# Multiflora Rose (Rosa multiflora)



## ParanoidBeek (Aug 1, 2010)

This is some really nasty stuff, but its here, and apparently going to stay. Does anyone know if it is atleast good for the bees with nectar or pollen?


----------



## spieker (Jun 26, 2009)

I agree that multiflora rose is nasty stuff. There is a lot of it where I am in VA. I have checked many times to see if the bees were working it. About half of the time, there were no bees. Other times just one or two. There may be something else that they prefer blooming at the same time. 

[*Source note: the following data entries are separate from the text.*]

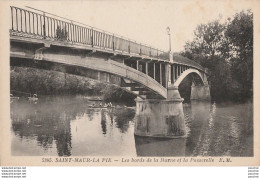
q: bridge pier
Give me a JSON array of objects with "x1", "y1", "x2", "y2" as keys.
[{"x1": 135, "y1": 87, "x2": 186, "y2": 138}]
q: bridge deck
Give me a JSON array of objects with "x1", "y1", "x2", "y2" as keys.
[{"x1": 10, "y1": 6, "x2": 205, "y2": 71}]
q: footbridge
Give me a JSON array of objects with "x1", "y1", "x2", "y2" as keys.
[{"x1": 10, "y1": 6, "x2": 210, "y2": 136}]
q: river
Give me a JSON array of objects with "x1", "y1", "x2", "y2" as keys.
[{"x1": 11, "y1": 96, "x2": 253, "y2": 157}]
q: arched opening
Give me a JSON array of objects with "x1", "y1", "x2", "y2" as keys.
[{"x1": 175, "y1": 69, "x2": 205, "y2": 102}]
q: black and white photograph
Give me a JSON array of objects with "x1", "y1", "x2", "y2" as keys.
[{"x1": 1, "y1": 0, "x2": 259, "y2": 165}]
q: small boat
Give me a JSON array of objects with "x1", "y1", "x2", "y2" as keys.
[
  {"x1": 10, "y1": 94, "x2": 19, "y2": 100},
  {"x1": 28, "y1": 94, "x2": 38, "y2": 101}
]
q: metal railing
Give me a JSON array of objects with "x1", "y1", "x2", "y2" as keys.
[
  {"x1": 10, "y1": 6, "x2": 204, "y2": 71},
  {"x1": 10, "y1": 6, "x2": 169, "y2": 60}
]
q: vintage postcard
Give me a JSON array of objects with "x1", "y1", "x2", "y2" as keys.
[{"x1": 0, "y1": 0, "x2": 260, "y2": 166}]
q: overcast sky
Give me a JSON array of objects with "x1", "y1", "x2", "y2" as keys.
[{"x1": 12, "y1": 0, "x2": 251, "y2": 52}]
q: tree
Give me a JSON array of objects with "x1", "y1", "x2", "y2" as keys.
[
  {"x1": 182, "y1": 10, "x2": 253, "y2": 101},
  {"x1": 225, "y1": 10, "x2": 253, "y2": 97}
]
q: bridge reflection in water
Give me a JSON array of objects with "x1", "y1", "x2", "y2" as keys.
[
  {"x1": 135, "y1": 101, "x2": 211, "y2": 157},
  {"x1": 11, "y1": 97, "x2": 225, "y2": 156}
]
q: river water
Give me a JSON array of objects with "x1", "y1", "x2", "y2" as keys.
[{"x1": 11, "y1": 96, "x2": 253, "y2": 157}]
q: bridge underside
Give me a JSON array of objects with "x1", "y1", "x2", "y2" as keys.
[{"x1": 10, "y1": 39, "x2": 167, "y2": 99}]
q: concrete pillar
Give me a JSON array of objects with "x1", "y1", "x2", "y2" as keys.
[
  {"x1": 135, "y1": 85, "x2": 186, "y2": 138},
  {"x1": 107, "y1": 73, "x2": 110, "y2": 82},
  {"x1": 98, "y1": 71, "x2": 100, "y2": 80},
  {"x1": 190, "y1": 83, "x2": 211, "y2": 101},
  {"x1": 176, "y1": 64, "x2": 180, "y2": 79},
  {"x1": 145, "y1": 62, "x2": 149, "y2": 75},
  {"x1": 160, "y1": 63, "x2": 162, "y2": 85},
  {"x1": 172, "y1": 64, "x2": 175, "y2": 83}
]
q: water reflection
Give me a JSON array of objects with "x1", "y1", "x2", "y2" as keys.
[
  {"x1": 135, "y1": 136, "x2": 186, "y2": 157},
  {"x1": 11, "y1": 97, "x2": 253, "y2": 156}
]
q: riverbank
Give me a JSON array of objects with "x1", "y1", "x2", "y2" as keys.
[{"x1": 10, "y1": 67, "x2": 135, "y2": 104}]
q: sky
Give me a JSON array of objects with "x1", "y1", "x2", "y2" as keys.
[{"x1": 9, "y1": 0, "x2": 252, "y2": 52}]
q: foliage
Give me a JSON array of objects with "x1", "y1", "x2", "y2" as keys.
[
  {"x1": 56, "y1": 26, "x2": 68, "y2": 41},
  {"x1": 181, "y1": 10, "x2": 253, "y2": 101}
]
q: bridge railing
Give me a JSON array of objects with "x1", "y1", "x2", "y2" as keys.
[
  {"x1": 10, "y1": 6, "x2": 204, "y2": 71},
  {"x1": 10, "y1": 6, "x2": 168, "y2": 60}
]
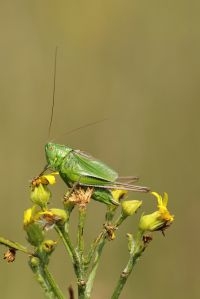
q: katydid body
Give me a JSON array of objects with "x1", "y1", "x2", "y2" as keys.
[{"x1": 45, "y1": 142, "x2": 149, "y2": 206}]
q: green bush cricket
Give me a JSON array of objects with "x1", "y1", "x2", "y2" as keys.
[
  {"x1": 45, "y1": 142, "x2": 149, "y2": 204},
  {"x1": 39, "y1": 48, "x2": 149, "y2": 204}
]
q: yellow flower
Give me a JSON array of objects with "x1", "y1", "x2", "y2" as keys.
[
  {"x1": 122, "y1": 200, "x2": 142, "y2": 217},
  {"x1": 139, "y1": 192, "x2": 174, "y2": 232},
  {"x1": 151, "y1": 192, "x2": 174, "y2": 224},
  {"x1": 23, "y1": 205, "x2": 38, "y2": 227},
  {"x1": 31, "y1": 173, "x2": 57, "y2": 208}
]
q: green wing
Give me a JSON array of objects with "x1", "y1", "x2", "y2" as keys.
[{"x1": 60, "y1": 151, "x2": 118, "y2": 185}]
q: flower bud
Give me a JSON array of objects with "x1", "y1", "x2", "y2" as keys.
[
  {"x1": 24, "y1": 223, "x2": 44, "y2": 247},
  {"x1": 31, "y1": 184, "x2": 51, "y2": 208},
  {"x1": 41, "y1": 240, "x2": 57, "y2": 254}
]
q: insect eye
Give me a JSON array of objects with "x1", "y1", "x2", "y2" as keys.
[{"x1": 49, "y1": 145, "x2": 53, "y2": 151}]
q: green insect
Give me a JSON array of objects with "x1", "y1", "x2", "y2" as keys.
[
  {"x1": 42, "y1": 47, "x2": 149, "y2": 204},
  {"x1": 45, "y1": 142, "x2": 149, "y2": 204}
]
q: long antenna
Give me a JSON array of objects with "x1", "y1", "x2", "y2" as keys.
[
  {"x1": 48, "y1": 47, "x2": 58, "y2": 139},
  {"x1": 62, "y1": 118, "x2": 108, "y2": 136}
]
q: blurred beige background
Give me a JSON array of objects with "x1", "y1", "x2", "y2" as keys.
[{"x1": 0, "y1": 0, "x2": 200, "y2": 299}]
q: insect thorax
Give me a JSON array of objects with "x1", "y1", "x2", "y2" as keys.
[{"x1": 45, "y1": 142, "x2": 72, "y2": 171}]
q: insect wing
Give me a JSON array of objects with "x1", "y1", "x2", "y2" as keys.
[{"x1": 62, "y1": 151, "x2": 118, "y2": 182}]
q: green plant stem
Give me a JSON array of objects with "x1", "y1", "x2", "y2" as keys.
[
  {"x1": 44, "y1": 266, "x2": 65, "y2": 299},
  {"x1": 0, "y1": 237, "x2": 33, "y2": 255},
  {"x1": 77, "y1": 207, "x2": 86, "y2": 299},
  {"x1": 77, "y1": 207, "x2": 86, "y2": 262},
  {"x1": 111, "y1": 231, "x2": 146, "y2": 299},
  {"x1": 55, "y1": 225, "x2": 80, "y2": 277},
  {"x1": 84, "y1": 231, "x2": 106, "y2": 299},
  {"x1": 29, "y1": 261, "x2": 55, "y2": 299}
]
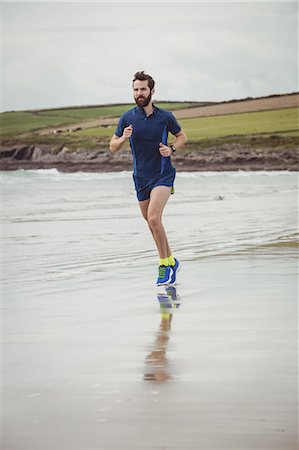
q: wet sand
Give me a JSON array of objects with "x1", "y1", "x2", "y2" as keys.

I am glad you asked the question. I hope that someone more knowledgeable will share what they have observed.


----------



## mwbratt (Mar 14, 2011)

It is nasty to manage, but our bees like it; doesn't bloom long in our area (NW Florida).


----------



## Michael B (Feb 6, 2010)

Bees pring in lot of pollen from it here. The pollen traps are full of it. The pollen tastes the way the rose smells. Delicious.


----------



## kenr (Sep 25, 2005)

Your goverment at work I wouldn't care if it brought a hundred Lbs of honey a year I wouldn't wish this pest on no man.It's right up there with Kudzu.


----------



## frank59 (Jun 12, 2013)

If anybody wants to help, I'll pay $100 plus shipping for 2-3 lb of multiflora mature hips.
My vet recommended some extract for my old dog. I cannot find any in north FL.
Thanks, Frank


----------